SEATTLE — Mariners third baseman Kyle Seager insists he never took his eyes off the hard grounder shooting right at him on the pivotal play of this game.
Few would forgive him for doing so, since speedy Mike Trout of the Los Angeles Angels was breaking from third to home on a contact play. Seager was going to throw home, but instead let the grounder get by him for a two-base error that opened the gates for a four-run eighth inning and a 5-2 loss on Saturday to the surging Angels.
It was ultimately the plays the Mariners didn’t make in the field and at the plate that came back to haunt them big in Felix Hernandez’s first loss in nearly three months.
“I saw him going,” Seager said of Trout. “I mean, it’s a contact play. Trout runs well, but if I’d caught the ball, he would have been out pretty easily. It’s just a play where I got caught in between hops and wasn’t able to make the play.
“I should have been able to make the play.”
Instead, Hernandez was on his way to allowing four runs that inning — three of them earned — to take his first defeat since June 12 against San Diego. He’d reeled off an impressive 9-0 record with a 1.40 earned-run average over that stretch and seemed en route to another victory in front of 22,910 at Safeco Field.
But the Mariners couldn’t finish the job and took their second straight defeat at home — the first time that’s happened since July 3-4 against Baltimore. Hernandez is now 0-3 with a 5.82 ERA against the Angels this season. His overall ERA climbed from 2.43 to 2.51 with the loss.
“I felt good, I made good pitches,” said Hernandez, who entered the eighth with a 2-1 lead and a pitch count of 103. “I gave up a couple of ground balls that passed through to the outfield. That happens.”
The Mariners had scored a pair of third-inning runs off Angels starter Ervin Santana to overcome a 1-0 deficit. Trayvon Robinson tied the game with a solo homer to right center — the 32nd given up by Santana this season, tying for the major league lead — and then Franklin Gutierrez doubled home Dustin Ackley later that frame.
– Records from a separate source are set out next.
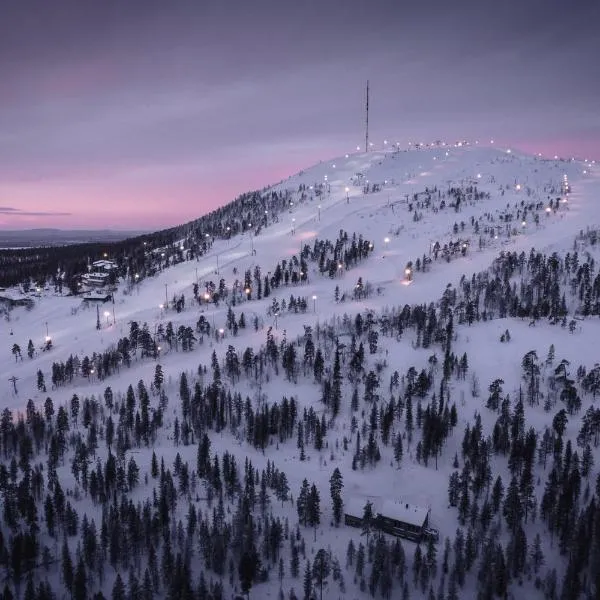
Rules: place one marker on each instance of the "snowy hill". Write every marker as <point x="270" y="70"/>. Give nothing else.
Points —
<point x="397" y="300"/>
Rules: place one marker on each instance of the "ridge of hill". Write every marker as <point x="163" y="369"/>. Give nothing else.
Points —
<point x="423" y="321"/>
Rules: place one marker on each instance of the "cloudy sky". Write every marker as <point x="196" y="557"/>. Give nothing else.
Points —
<point x="147" y="113"/>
Hernandez might have emerged with a different fate had the Mariners been able to add to their advantage. But following the trend of late, when much of their scoring has been limited to an inning or two, they were unable to cash in.
Justin Smoak led off the fifth inning with a double, but was stranded by two flyouts and an Ackley strikeout. Then, in the seventh, with two men on, Brendan Ryan popped out to end that frame.
Trout opened the next inning with a single, and then Torii Hunter drilled an 0-2 slider into center field to put runners at the corners with none out.
Things spiraled downhill in a hurry after that. Seager’s error scored the tying run and left runners at second and third. After an out, Mark Trumbo then singled to left to score two more runs and give the Angels the lead for good.
Hernandez was pulled from there. Stephen Pryor came on and uncorked a wild pitch, then yielded a run-scoring double to Howie Kendrick.
The Mariners had Pryor warmed up and ready, but opted to go with Hernandez to start the eighth with the top of the order due up. The top three of the Angels’ order — Trout, Hunter and Albert Pujols — finished 6 for 14 against Hernandez.
But Mariners manager Eric Wedge felt Hernandez gave him his best chance to hold the lead at that point.
“He’s in control of the ballgame, he’s got a reasonable pitch count and has been there before and handled it very well,” Wedge said. “And he’s still strong. He’s one ... of the best pitchers in baseball, and there was not a better option for us in that eighth inning than Felix as long as he’s still in a good spot. And he was.”
Wedge said the Mariners have to be careful of being too reliant on Hernandez to carry them — something that happened in three 1-0 wins in August.
“We had multiple opportunities to add on,” Wedge said. “If we could add on a couple of times to make it 3-1, or even 4-1, it’s a different ballgame.
“And that’s where we really needed to do a better job.”